Causal Abstractions of Neural Networks
Atticus Geiger, Hanson Lu, Thomas Icard, Christopher Potts
TL;DR
This work develops a formal causal-abstraction framework to explain neural network behavior by aligning low-level representations with high-level causal model variables and validating causality through interchange interventions, formalized within a constructive abstraction setup. Using MQNLI, which is grounded in a tree-structured natural-logic model, the authors search for alignments (e.g., mapping internal BERT representations to high-level nodes like $S_1=X+Y$ and $S_2=S_1+W$) and experimentally verify causal equivalence of network computations with the high-level model.
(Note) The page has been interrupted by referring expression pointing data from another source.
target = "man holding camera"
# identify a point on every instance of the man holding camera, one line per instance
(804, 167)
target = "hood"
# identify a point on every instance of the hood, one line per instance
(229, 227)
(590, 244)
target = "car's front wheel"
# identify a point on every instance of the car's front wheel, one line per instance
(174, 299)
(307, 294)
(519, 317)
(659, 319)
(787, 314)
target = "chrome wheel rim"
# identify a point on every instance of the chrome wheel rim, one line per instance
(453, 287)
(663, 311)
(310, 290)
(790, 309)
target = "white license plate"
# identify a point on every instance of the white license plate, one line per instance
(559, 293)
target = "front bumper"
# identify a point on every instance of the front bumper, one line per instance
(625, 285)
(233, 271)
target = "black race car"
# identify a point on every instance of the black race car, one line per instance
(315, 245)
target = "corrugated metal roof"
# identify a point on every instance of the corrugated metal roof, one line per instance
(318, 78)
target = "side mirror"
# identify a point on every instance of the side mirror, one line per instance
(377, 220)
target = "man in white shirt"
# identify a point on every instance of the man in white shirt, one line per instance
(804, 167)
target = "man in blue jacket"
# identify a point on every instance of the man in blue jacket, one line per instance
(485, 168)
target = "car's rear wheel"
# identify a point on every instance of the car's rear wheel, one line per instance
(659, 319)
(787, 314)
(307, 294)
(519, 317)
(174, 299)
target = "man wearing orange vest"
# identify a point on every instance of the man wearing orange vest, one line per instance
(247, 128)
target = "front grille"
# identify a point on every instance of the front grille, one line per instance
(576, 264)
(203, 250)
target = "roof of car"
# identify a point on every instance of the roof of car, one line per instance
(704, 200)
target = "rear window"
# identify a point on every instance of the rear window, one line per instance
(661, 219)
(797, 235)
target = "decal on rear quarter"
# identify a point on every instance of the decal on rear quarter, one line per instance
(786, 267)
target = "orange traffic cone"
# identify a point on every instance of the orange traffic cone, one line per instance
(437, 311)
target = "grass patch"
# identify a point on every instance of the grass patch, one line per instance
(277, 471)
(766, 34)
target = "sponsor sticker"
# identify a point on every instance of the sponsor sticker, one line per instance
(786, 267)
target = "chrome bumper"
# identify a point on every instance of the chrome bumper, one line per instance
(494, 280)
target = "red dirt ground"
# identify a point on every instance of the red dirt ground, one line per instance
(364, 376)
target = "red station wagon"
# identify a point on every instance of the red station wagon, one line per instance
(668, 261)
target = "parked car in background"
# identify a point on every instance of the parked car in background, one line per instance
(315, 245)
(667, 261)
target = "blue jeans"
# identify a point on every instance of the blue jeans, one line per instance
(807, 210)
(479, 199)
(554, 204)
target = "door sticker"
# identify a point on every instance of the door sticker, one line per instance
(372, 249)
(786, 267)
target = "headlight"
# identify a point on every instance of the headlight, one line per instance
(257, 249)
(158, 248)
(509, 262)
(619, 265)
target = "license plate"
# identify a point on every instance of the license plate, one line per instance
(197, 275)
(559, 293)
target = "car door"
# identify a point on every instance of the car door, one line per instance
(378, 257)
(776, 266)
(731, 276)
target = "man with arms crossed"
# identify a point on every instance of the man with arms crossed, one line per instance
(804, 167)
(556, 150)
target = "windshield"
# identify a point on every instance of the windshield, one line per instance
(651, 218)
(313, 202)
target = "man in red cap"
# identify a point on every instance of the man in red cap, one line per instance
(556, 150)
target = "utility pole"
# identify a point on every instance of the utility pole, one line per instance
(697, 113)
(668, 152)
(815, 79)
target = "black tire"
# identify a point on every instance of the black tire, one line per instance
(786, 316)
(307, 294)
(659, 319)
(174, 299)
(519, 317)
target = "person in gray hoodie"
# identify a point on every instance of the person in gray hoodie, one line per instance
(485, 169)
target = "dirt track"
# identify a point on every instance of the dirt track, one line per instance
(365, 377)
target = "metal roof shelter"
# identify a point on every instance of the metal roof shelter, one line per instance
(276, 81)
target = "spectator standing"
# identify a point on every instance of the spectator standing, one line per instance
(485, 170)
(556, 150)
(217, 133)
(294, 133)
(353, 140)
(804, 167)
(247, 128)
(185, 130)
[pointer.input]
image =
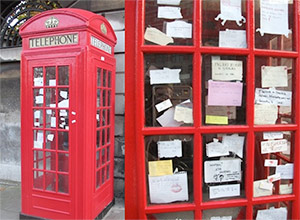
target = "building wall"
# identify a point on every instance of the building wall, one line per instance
(10, 158)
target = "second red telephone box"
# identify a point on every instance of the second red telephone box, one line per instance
(67, 104)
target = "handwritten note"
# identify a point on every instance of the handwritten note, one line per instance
(234, 143)
(222, 191)
(160, 167)
(232, 38)
(183, 114)
(168, 2)
(225, 93)
(167, 119)
(273, 146)
(274, 76)
(231, 10)
(179, 29)
(273, 96)
(272, 214)
(216, 149)
(271, 163)
(227, 70)
(164, 76)
(265, 114)
(168, 188)
(156, 36)
(218, 171)
(286, 171)
(273, 135)
(163, 105)
(274, 17)
(258, 191)
(169, 12)
(169, 149)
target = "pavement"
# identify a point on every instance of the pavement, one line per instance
(10, 203)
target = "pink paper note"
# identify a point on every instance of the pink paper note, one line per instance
(225, 93)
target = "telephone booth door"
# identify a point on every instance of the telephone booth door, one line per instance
(67, 124)
(212, 109)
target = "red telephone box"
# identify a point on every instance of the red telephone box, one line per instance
(212, 109)
(67, 114)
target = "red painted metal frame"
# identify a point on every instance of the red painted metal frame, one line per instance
(135, 178)
(84, 201)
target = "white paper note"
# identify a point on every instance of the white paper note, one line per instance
(265, 114)
(216, 149)
(39, 99)
(168, 188)
(163, 105)
(39, 81)
(234, 143)
(285, 189)
(169, 12)
(273, 146)
(50, 137)
(227, 70)
(218, 171)
(169, 149)
(164, 76)
(233, 38)
(273, 135)
(167, 119)
(231, 10)
(257, 191)
(63, 94)
(179, 29)
(52, 82)
(286, 171)
(271, 163)
(156, 36)
(53, 122)
(272, 214)
(274, 17)
(168, 2)
(273, 96)
(222, 191)
(274, 76)
(64, 103)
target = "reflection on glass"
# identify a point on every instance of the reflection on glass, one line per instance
(224, 32)
(274, 78)
(169, 168)
(234, 213)
(63, 183)
(168, 90)
(274, 30)
(223, 90)
(223, 166)
(274, 166)
(169, 24)
(63, 75)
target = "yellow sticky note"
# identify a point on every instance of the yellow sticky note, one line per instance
(219, 120)
(160, 168)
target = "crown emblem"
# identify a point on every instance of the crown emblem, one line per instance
(52, 22)
(103, 28)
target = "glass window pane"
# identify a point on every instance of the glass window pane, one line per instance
(169, 168)
(173, 24)
(274, 31)
(223, 90)
(168, 90)
(63, 75)
(50, 76)
(274, 78)
(224, 166)
(220, 29)
(274, 163)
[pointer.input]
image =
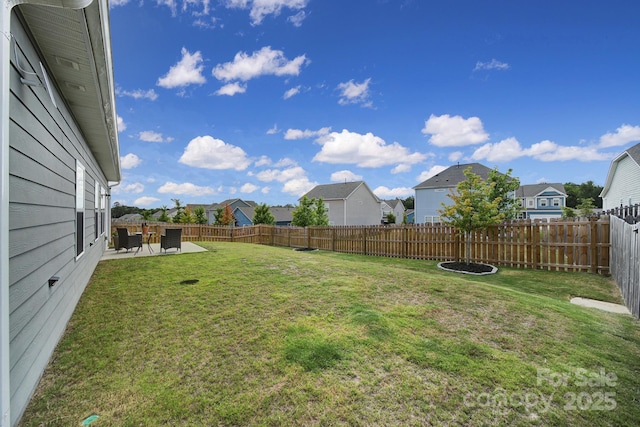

The case study shows that a BERT-based model partially realizes the natural-logic causal structure, while an LSTM baseline does not, providing evidence that BERT encodes the compositional structure necessary for MQNLI. Overall, the paper presents a principled, testable alternative to probes and gradient-based attributions for explaining neural computation and demonstrates a scalable approach to evaluating abstract causal hypotheses in NLP.
Abstract
Structural analysis methods (e.g., probing and feature attribution) are increasingly important tools for neural network analysis. We propose a new structural analysis method grounded in a formal theory of causal abstraction that provides rich characterizations of model-internal representations and their roles in input/output behavior. In this method, neural representations are aligned with variables in interpretable causal models, and then interchange interventions are used to experimentally verify that the neural representations have the causal properties of their aligned variables. We apply this method in a case study to analyze neural models trained on Multiply Quantified Natural Language Inference (MQNLI) corpus, a highly complex NLI dataset that was constructed with a tree-structured natural logic causal model. We discover that a BERT-based model with state-of-the-art performance successfully realizes parts of the natural logic model's causal structure, whereas a simpler baseline model fails to show any such structure, demonstrating that BERT representations encode the compositional structure of MQNLI.